改めて書類を見直してみると、実に粗末であった。書類の紛失(引き出しに入れっぱなし)や見落とし(記載漏れ)これでいいかとタカを括って仕上げた計画書(文章がおかしい)過去のアルバムを見ているような恥ずかしい気持ちになった。
当日に向けてシュミレーションをすることは大事だ。備えよ常に。
数ヶ月前に実地指導が行われた同業から、その実際を聞いてみることにした。
「終了した利用者の書類を見せろ!」あれ見せろ!これ見せろ!と、威圧的な態度で実地指導が行われたという事業所もあるようだ。緊張がほとばしる。
しかし、ラッキーなことに、2019年5月、厚生労働省は指導監査を行う各自治体に向け、「介護保険施設等に対する実地指導の標準化・効率化等の運用指針について」というものを発表した。簡単にいうと、実地指導のマニュアル化という通達である。
なぜ、マニュアル化する必要があったのか。どうにも全国の自治体ごとに指導の内容や確認項目が、点でバラバラであったようだ。事業所の数が多い自治体では、実地指導の実施が追いつかない状況であり、ムラがある。そういうのを無くし、より多くの事業所に実地指導を行うためには、指導を標準化して、事務負担を減らさねばならんということらしい。
事業所にしてみても、これはとても喜ばしいことである。標準化というのは、実地指導の所要時間の短縮も意味している。確認する文書が予め分かっているという事だ。
確認する書類については、前年度から直近の実績に係る書類であるというのも有り難い。長らく契約されている利用者の書類の量は半端無い。さかのぼり目を通してアラを見つけられ、針のむしろに座らせられるのは御免だ。こんな目に遭わずに済むなら、それに越したことはない。

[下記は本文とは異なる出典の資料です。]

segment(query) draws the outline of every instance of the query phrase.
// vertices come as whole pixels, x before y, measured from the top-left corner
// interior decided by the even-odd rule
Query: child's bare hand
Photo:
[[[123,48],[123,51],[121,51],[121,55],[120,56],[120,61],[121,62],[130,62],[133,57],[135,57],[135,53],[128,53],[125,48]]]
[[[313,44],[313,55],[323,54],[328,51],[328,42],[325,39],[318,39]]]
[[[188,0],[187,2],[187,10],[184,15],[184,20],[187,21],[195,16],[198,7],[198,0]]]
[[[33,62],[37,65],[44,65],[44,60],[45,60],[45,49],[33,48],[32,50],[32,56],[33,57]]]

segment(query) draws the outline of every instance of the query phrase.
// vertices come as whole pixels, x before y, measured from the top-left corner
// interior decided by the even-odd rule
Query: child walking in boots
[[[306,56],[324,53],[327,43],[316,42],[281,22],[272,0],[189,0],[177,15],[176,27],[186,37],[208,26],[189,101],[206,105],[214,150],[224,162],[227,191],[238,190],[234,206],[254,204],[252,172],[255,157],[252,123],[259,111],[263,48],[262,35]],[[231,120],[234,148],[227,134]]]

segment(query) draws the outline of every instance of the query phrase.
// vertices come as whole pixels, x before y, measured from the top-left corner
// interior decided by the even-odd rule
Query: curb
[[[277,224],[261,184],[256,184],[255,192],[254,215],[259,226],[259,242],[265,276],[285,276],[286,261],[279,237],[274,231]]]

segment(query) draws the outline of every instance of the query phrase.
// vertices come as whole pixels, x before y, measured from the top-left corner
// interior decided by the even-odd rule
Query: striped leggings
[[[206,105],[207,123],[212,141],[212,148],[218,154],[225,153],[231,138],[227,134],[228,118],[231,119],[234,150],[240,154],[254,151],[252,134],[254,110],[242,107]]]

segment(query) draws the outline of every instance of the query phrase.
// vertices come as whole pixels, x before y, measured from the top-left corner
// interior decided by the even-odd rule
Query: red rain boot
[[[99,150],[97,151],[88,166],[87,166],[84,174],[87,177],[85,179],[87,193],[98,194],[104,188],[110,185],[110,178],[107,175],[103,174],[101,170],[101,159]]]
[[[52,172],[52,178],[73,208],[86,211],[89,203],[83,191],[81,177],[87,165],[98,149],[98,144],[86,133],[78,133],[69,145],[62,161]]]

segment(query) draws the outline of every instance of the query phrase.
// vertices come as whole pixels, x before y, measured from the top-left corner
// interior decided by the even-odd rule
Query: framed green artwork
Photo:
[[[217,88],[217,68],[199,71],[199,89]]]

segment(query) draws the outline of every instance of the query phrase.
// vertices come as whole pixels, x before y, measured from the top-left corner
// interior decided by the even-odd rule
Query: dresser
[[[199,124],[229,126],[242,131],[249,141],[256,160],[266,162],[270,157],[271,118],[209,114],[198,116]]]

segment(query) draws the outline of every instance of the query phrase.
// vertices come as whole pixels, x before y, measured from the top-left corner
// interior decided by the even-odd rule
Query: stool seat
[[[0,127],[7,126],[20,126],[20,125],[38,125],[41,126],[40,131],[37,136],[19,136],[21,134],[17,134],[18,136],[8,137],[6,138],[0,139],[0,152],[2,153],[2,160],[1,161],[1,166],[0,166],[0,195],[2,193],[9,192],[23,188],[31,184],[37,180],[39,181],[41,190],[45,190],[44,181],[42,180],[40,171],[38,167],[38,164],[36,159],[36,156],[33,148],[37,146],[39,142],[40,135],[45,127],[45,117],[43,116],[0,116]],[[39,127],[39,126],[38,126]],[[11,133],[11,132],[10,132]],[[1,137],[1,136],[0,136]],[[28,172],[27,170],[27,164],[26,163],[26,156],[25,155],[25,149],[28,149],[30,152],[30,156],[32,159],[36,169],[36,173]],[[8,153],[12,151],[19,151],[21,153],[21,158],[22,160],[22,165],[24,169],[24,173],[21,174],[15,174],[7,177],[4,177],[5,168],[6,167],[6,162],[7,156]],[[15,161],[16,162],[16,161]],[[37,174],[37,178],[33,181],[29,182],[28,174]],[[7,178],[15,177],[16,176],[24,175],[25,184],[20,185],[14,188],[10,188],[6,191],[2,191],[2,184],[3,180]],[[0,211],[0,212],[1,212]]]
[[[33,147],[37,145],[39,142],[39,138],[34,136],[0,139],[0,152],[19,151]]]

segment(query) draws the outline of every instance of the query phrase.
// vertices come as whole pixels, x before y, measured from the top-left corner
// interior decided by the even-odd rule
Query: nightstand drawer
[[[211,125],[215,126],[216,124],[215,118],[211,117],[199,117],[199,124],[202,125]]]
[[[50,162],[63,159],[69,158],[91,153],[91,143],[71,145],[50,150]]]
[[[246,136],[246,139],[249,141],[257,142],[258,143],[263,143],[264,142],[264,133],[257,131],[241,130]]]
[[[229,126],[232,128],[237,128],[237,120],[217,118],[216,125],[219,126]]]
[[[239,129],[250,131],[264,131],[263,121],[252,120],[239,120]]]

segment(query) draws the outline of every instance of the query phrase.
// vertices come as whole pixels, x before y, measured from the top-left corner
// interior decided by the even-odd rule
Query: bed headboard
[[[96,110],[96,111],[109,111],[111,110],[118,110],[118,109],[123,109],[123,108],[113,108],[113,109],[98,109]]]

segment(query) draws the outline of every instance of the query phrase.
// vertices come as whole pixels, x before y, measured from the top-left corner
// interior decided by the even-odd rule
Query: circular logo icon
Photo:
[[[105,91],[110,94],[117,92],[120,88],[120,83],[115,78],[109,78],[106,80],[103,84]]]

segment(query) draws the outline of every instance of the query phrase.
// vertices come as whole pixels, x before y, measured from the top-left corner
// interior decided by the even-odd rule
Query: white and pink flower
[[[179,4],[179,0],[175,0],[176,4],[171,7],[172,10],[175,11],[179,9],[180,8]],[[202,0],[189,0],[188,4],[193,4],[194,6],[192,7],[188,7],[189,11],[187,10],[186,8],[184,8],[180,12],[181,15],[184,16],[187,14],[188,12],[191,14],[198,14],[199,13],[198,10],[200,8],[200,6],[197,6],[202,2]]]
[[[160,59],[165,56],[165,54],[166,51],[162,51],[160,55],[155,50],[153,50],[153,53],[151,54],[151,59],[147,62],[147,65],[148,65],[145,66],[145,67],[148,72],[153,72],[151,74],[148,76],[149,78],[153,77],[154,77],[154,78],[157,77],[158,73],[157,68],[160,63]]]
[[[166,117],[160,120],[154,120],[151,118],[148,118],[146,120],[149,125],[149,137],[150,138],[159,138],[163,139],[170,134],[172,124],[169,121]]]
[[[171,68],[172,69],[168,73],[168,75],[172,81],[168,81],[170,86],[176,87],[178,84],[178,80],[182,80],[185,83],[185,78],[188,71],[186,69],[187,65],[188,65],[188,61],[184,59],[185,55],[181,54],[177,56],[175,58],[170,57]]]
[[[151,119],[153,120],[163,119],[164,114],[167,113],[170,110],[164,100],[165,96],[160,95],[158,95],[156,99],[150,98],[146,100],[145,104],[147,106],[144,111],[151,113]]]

他には、指導に当たる職員の主観で指導してはならぬとか、指導内容については、その根拠や主旨、目的を懇切丁寧に事業所側に説明をして、我々サービス提供責任者の話しもきちんと聴かねばならないとされているようだ。それに加え、高圧的な言動をするべからず、という御触れも出ているという。
時代は変わった。
空請求、水増し請求といった不正請求をして介護報酬を騙し取り懐に入れていると踏んだなら、瞬く間に監査に切り替わり、質問攻めの調べが待っている。書類は没収され、ヘルパーにも聴取する。ヘルパーは質問に対し正直に答えるだろう。そして後日改め、聞き取りが行われ、この期に及んで嘘八百の虚偽答弁で逃げ切ろうとしても、裏を取られていること多し。どうもがいても待ち受けている先は指定取消し。要は悪質。過去、実地指導が来るというのは、こういったことを思い起こさせ、灸を据えられるかもしれない恐怖に怯えるものであった。何ひとつ悪さはしていないとしても。
しかし、厚生労働省がマニュアル化を発令したと言え、簡素化された実地指導の情報は皆無であり、10年ぶりの実地指導はやんごとなき日であることに変わりはない。指導対象の項目と文書を押さえ準備する必要がある。お奉行様がやってくる。